Thinking of the concept of "entrepreneur" in such terms circles the issue but it doesn't answer the question people want to know. How can I succeed? (Do I need to be an entrepreneur to succeed?) Or, perhaps, do I choose an entrepreneurial franchise company to improve my chances of success?

The impetus of the questions is truly nothing more than, "How can I reduce my risk?" Somehow we have gone through a transition in our culture. Entrepreneurs, people like Jobs, Gates, Wozniak, Kroc, Fred DeLuca and Dave Thomas has changed our thinking. Today we have embraced entrepreneurs as those who have pushed through the bleeding edge of product development, service delivery and the technological impossibilities and created something valuable, integrous and lasting. They created things that we use today and many that have changed our world. Whereas, at one point, as late as the eighties, entrepreneurs were wild eyed dreamers willing to waste time, manpower, creativity and as much of the seed capital they could conjure on something as likely as do-do birds for specialty delivery services!

But I digress.

If you are looking to get into a business you are believing you are asking questions engineered to alleviate risk. But you are mis-defining risk. There is another word you are defining and that is ambiguity. It's a common mistake. The truth is that it is much more likely that your profession, your career, your employment position has a great deal more risk than the franchise businesses you have explored.

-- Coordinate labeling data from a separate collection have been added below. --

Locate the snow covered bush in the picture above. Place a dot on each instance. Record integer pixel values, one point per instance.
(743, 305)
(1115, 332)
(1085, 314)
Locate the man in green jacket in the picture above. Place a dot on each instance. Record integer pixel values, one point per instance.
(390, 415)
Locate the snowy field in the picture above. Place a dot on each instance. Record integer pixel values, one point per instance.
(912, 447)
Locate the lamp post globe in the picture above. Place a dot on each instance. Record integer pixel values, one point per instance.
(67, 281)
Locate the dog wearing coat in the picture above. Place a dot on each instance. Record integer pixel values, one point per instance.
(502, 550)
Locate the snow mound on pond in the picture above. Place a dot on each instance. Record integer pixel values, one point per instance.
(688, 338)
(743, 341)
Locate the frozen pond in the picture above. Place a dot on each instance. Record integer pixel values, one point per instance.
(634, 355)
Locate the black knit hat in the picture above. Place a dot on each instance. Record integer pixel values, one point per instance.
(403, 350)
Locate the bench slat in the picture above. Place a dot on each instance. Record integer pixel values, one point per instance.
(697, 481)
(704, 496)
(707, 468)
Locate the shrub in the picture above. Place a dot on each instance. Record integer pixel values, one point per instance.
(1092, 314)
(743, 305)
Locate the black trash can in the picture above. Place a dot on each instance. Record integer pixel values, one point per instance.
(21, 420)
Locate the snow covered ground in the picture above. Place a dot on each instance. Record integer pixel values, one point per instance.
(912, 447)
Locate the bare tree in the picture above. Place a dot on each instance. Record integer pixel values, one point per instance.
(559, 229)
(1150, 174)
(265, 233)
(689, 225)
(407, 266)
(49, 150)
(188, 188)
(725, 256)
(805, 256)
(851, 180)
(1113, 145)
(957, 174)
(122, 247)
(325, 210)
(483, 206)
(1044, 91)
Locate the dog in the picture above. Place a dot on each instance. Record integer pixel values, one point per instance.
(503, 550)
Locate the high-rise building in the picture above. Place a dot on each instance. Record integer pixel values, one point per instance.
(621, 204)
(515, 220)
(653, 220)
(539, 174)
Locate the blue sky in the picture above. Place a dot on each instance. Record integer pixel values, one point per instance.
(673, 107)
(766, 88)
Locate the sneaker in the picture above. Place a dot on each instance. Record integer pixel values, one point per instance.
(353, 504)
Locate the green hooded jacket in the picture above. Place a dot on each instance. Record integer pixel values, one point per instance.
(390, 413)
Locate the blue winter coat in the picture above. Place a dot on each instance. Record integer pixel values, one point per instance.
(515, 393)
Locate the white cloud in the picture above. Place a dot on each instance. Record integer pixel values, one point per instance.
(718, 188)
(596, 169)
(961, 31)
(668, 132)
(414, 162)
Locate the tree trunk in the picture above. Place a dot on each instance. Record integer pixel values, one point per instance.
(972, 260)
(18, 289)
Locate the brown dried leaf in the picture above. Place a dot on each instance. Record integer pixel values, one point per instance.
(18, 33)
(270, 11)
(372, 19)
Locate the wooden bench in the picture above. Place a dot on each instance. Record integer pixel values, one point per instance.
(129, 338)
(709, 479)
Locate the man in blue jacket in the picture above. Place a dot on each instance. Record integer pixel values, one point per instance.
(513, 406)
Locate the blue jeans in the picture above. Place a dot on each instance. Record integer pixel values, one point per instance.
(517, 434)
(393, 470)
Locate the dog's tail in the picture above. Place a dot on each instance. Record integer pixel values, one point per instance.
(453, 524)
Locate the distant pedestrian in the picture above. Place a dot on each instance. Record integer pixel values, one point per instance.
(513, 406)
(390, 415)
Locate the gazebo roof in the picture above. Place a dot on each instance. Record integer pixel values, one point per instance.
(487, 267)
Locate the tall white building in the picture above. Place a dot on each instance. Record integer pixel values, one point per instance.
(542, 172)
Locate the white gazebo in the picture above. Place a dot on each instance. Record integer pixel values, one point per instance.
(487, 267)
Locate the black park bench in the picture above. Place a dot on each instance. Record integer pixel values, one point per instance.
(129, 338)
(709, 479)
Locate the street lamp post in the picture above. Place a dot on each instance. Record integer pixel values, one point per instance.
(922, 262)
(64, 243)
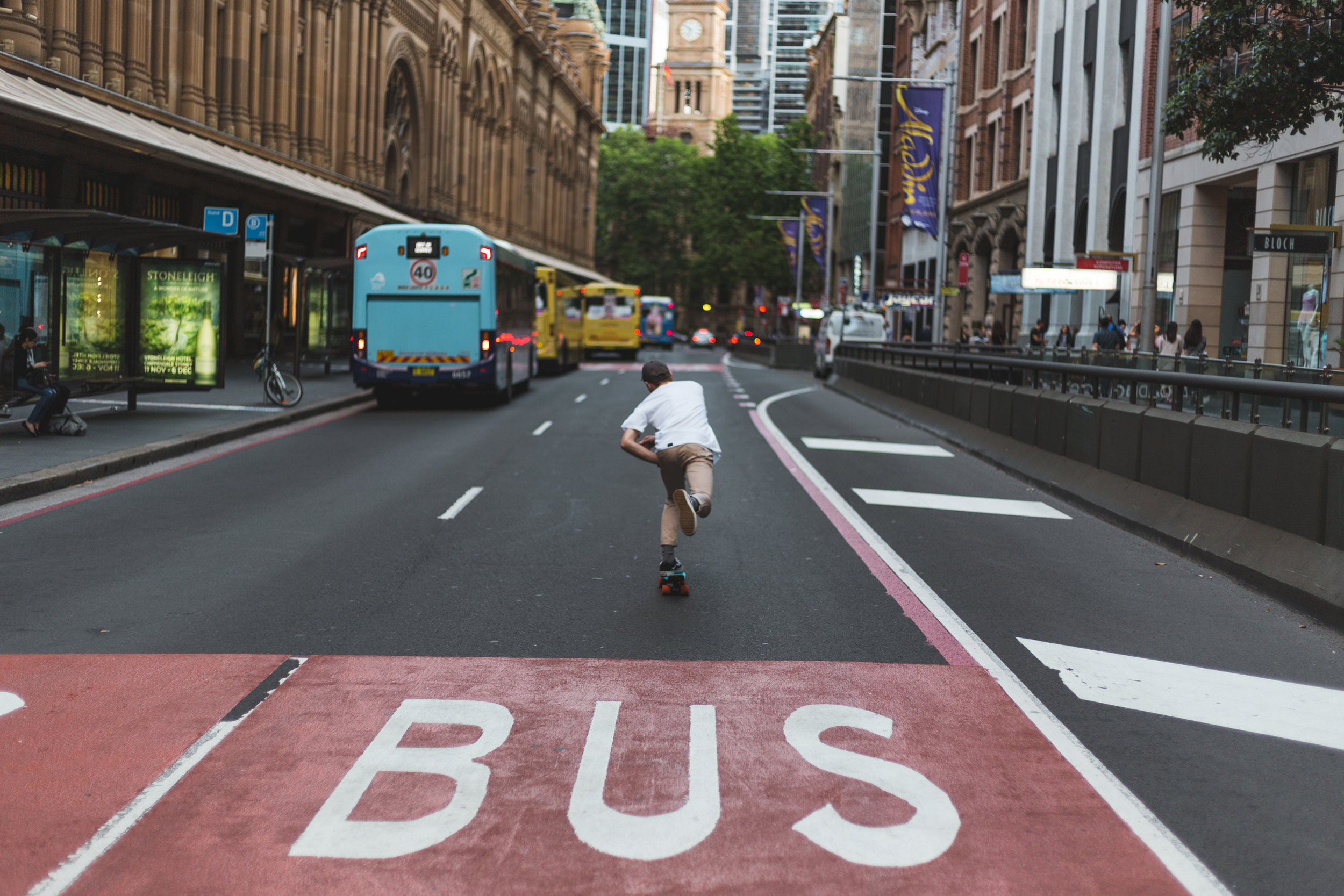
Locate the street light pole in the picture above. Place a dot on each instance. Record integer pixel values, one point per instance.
(1155, 178)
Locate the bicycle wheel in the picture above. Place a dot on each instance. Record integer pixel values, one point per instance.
(284, 389)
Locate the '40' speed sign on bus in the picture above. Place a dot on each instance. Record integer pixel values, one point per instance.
(423, 272)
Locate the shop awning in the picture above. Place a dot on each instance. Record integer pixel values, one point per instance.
(552, 261)
(37, 101)
(101, 230)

What it lacks is ambiguity. You know in your job with a high level of certainty (perhaps less today than say five years ago) what it is you are to do, where you do it at and that they appear to desire you continue doing it. You normally have no control of that. You don't know the risks because you are not in on them. You nominally have control over your ongoing employment.

I am certain, if you are reading this and considering small business ownership, a franchise, you believe risk abatement is a function of understanding the quality of the company. You don't have a standard by which to judge that and understanding the entrepreneurial quality of the business proposition appears to be a method to do just that.

Entrepreneur's experience greater ambiguity, primarily because they prefer to increase their chances by keeping their options open. Additionally, whether you are the founder of the franchise or a franchisee and new business owner your risk is redeuced because you understand it. They do not deny that risk exists despite that it is less than you, the reader's risk as an employee of anyone. They plan for it and use the fear and their creativity it creates as fuel.

Make no mistake dear reader. You have never decided against franchise ownership because it was too risky. Don't kid yourself. Whatever you do don't tell a franchise professional, "My wife and I have decided to pass on your opportunity. We just feel the risk is too high." Noooo...you and your wife have agreed to return to a situation with far greater risk, just less uncertainty of the thing that matters least and that is what your activity might be should your employer continue to require or even care to provide themselves, at their discretion, with your services.

What do you need to do to mitigate risk? Do not go back to the workforce.

What do you do to select a right franchise business? You start by taking a personal assessment. If you have high leadership and socialization skills you may have the stuff it takes to be a business owner. Beyond that you need to determine what are your motivators.

1. Are you primarily going into business to satisfy some personal need to take your professional experience to a higher leadership level?

2. Is this primarily about a larger financial opportunity?

3. Are you desiring changes in your lifestyle?

4. Do you feel you have been misplaced in your career?

Let me share with you that this blog is more about what you need to understand is not accurate. The more definitive response to how you choose rightly is for another time and writing.